Filters
Filters
and the Unix philosophy
grep
Regular
expressions
egrep
regular expressions
Fun?
with regular expressions
Other
filters
sed
Advanced grep options and patterns
Reading:
The Unix Programming Environment, Chapter 4
- Unix has a philosophy of
using small programs that have a specific purpose
- These programs are then
combined to produce the result you want
- By giving you a set of
"building blocks," Unix lets you handle just about any situation
- Many of these "building
blocks" are "filters"
- They take some input,
do something to it, and produce some output
- We'll cover a few of these in
this section
- Generally speaking, grep searches for patterns in files
- Or in stdin, if no
files are given
- The patterns are a class of
patterns called regular expressions
- grep stands for “get
regular expression and print”
- Variants of grep, called egrep and fgrep, are also usually available as grep -E and grep -F
- egrep extends the regular expression
syntax
- fgrep does a "fast" search
using fixed strings
- Some of the most useful
options:
- grep –v prints lines that
do not match the pattern
- grep –i is
case-insensitive
- grep –n prints out the
line number before the line (and file if more than one file searched)

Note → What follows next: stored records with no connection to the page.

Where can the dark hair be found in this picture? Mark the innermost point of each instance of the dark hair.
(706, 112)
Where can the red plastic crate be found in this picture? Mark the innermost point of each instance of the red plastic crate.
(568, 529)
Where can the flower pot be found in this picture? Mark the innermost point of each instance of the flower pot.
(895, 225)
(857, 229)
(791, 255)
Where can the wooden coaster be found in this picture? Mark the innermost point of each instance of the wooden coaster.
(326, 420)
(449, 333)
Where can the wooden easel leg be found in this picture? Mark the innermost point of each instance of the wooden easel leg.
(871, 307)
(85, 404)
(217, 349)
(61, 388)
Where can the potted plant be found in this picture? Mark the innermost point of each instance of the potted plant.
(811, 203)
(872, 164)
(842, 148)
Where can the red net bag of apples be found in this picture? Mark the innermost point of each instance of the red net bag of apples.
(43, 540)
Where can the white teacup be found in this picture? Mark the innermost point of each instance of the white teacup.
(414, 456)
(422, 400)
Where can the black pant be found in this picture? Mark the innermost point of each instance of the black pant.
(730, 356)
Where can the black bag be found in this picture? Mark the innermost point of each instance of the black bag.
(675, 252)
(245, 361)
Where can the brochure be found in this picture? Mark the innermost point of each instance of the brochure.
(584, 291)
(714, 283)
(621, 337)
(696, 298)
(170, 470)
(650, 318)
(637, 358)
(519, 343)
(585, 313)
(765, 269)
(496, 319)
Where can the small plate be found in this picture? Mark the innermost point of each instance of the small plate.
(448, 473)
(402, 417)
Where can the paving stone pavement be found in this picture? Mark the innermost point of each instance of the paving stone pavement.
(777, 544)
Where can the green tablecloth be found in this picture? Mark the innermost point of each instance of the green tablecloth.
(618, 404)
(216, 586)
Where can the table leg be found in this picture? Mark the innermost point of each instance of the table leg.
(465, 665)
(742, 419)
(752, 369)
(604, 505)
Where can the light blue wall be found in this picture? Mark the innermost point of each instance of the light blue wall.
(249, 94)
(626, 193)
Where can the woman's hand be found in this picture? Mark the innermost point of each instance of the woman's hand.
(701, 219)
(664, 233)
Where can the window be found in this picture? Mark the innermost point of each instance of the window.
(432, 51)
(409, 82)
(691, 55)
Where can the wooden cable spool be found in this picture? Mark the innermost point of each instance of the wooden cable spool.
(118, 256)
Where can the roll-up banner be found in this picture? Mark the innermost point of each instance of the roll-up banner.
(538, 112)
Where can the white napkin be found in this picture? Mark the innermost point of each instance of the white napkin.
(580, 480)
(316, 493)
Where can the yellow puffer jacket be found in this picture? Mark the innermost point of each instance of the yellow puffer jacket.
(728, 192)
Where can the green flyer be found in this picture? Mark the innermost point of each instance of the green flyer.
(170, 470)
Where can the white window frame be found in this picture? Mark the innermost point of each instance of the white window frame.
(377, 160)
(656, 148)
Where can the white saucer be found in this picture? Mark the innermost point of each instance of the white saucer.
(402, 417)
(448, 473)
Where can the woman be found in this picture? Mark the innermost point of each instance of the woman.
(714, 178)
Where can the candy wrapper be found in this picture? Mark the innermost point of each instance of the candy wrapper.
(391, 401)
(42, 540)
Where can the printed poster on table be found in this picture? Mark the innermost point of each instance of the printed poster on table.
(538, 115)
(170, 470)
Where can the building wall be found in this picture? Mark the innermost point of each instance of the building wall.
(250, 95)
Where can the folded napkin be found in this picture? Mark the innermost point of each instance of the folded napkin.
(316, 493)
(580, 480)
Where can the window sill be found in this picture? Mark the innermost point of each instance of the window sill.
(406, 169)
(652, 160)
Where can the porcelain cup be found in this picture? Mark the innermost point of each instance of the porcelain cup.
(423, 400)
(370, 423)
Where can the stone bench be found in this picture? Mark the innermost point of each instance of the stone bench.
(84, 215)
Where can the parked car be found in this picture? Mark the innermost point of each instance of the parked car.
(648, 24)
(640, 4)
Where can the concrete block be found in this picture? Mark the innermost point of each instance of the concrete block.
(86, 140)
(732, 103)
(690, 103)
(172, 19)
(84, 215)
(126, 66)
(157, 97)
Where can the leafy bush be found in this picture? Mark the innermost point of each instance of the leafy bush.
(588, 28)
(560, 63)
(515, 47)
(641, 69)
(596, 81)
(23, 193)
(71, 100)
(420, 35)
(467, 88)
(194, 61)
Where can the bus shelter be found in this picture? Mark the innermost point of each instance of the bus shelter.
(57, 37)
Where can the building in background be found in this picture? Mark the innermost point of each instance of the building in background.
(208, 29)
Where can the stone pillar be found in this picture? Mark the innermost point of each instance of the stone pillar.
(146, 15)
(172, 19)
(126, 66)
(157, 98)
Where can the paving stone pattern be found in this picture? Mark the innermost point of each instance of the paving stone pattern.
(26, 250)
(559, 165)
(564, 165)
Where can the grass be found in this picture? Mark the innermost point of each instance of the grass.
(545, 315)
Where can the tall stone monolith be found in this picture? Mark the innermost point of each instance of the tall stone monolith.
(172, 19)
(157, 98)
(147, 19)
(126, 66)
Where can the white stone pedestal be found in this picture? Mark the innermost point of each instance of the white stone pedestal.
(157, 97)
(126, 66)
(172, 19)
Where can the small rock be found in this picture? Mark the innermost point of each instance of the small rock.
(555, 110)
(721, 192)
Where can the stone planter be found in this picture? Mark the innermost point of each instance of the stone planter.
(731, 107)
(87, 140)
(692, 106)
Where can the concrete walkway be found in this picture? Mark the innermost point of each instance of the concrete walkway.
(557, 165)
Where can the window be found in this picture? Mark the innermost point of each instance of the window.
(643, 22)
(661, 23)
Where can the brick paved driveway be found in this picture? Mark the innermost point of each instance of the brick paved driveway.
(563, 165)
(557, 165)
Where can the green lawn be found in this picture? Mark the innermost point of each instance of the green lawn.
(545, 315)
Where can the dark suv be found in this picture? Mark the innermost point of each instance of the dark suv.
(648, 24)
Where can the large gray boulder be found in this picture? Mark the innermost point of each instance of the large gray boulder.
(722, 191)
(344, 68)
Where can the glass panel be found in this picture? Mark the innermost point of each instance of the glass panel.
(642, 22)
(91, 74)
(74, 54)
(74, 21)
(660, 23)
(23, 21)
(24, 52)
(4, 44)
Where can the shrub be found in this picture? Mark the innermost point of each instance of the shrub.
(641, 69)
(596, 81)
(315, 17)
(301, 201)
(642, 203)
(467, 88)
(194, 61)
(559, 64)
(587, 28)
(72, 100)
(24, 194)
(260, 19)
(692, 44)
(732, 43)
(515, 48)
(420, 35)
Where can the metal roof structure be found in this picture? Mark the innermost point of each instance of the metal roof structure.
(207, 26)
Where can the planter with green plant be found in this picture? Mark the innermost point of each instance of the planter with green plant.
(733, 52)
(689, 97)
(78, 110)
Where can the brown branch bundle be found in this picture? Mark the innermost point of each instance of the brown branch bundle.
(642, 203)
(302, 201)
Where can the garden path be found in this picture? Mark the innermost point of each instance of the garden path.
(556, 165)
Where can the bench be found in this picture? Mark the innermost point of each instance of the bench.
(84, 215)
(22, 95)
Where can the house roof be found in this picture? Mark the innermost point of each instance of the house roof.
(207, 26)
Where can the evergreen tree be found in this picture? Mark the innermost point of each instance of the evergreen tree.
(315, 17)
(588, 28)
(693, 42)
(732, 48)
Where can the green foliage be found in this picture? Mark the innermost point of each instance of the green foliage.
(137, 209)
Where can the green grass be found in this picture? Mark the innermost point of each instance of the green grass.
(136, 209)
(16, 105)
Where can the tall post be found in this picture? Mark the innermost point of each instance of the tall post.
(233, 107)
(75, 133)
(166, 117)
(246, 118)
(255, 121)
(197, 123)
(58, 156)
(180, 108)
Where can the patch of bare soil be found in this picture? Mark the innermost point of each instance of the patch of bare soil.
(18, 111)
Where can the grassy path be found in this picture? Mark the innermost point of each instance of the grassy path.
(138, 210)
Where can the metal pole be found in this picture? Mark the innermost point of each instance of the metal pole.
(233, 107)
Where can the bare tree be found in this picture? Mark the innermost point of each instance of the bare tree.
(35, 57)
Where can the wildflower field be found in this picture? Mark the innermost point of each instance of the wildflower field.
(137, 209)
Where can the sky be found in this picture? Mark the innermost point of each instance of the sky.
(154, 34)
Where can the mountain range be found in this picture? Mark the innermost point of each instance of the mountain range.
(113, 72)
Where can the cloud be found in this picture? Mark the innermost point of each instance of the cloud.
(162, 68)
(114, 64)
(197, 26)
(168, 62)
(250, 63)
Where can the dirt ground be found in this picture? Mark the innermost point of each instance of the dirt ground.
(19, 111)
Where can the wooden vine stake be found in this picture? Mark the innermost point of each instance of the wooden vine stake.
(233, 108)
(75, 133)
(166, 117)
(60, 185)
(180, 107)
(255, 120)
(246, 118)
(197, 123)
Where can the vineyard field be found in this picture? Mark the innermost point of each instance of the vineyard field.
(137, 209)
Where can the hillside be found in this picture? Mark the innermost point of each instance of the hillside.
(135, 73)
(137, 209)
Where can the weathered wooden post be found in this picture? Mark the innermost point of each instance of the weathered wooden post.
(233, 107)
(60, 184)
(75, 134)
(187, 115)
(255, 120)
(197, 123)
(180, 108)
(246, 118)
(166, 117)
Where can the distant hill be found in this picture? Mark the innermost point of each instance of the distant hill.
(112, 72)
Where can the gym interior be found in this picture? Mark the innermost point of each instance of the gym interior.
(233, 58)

- grep –f filename reads the
patterns from a file (maybe only for fgrep and egrep on some systems)
- grep –l only prints out
the filenames that have something that matches (very useful on command
lines: sort `grep –l …` | …
- Regular expressions are
basically mini-algorithms that specify how to match text
- Regular expressions
look similar to shell patterns, but are quite a bit different
- The simplest regular
expresson is a single letter, which matches that letter
- a matches a, abcde,
or supercalifragilisticexpialidocious
- A sequence of letters matches
that sequence
- cat matches cat, caterpillar, or scatalogical
- The character . (a dot) matches any character
- The character * indicates zero or more occurrences
of the preceeding character
- car* matches cat, carry, or carolina
- ar*a matches sarah, saab, or marrrrrrrrrrrrra,
but not marrrrrrrrrtha
- ^ matches the beginning of a line
- $ matches the end of a line
- So ^$ matches a blank line
- [....] matches any of the characters given, and ranges
can be specified
- [0-9] matches any digit
- [0-9]* matches zero or more digits
- [^....] matches any character other than those listed,
and ranges can be specified
- [^0-9] matches any non-digit
- Note that * doesn't match anything itself. It
just modifies the meaning of the previous character
- egrep (or grep -E) adds a few
more
- The character + matches one or more of the
previous character
- car+ matches car, carr, or carrrrr,
but not ca
- The character ? matches zero or one of the
previous character
- car?pet matches capet and carpet, but not ca or carrpet
- (expression1|expression2) matches either expression1
or expression2
- Note that ?, and + don't match anything themselves. They just modify
the meaning of the previous character
- The book offers a couple of
interesting regular expressions. If you understand them, you could be
considered to have a good understanding of regular expressions.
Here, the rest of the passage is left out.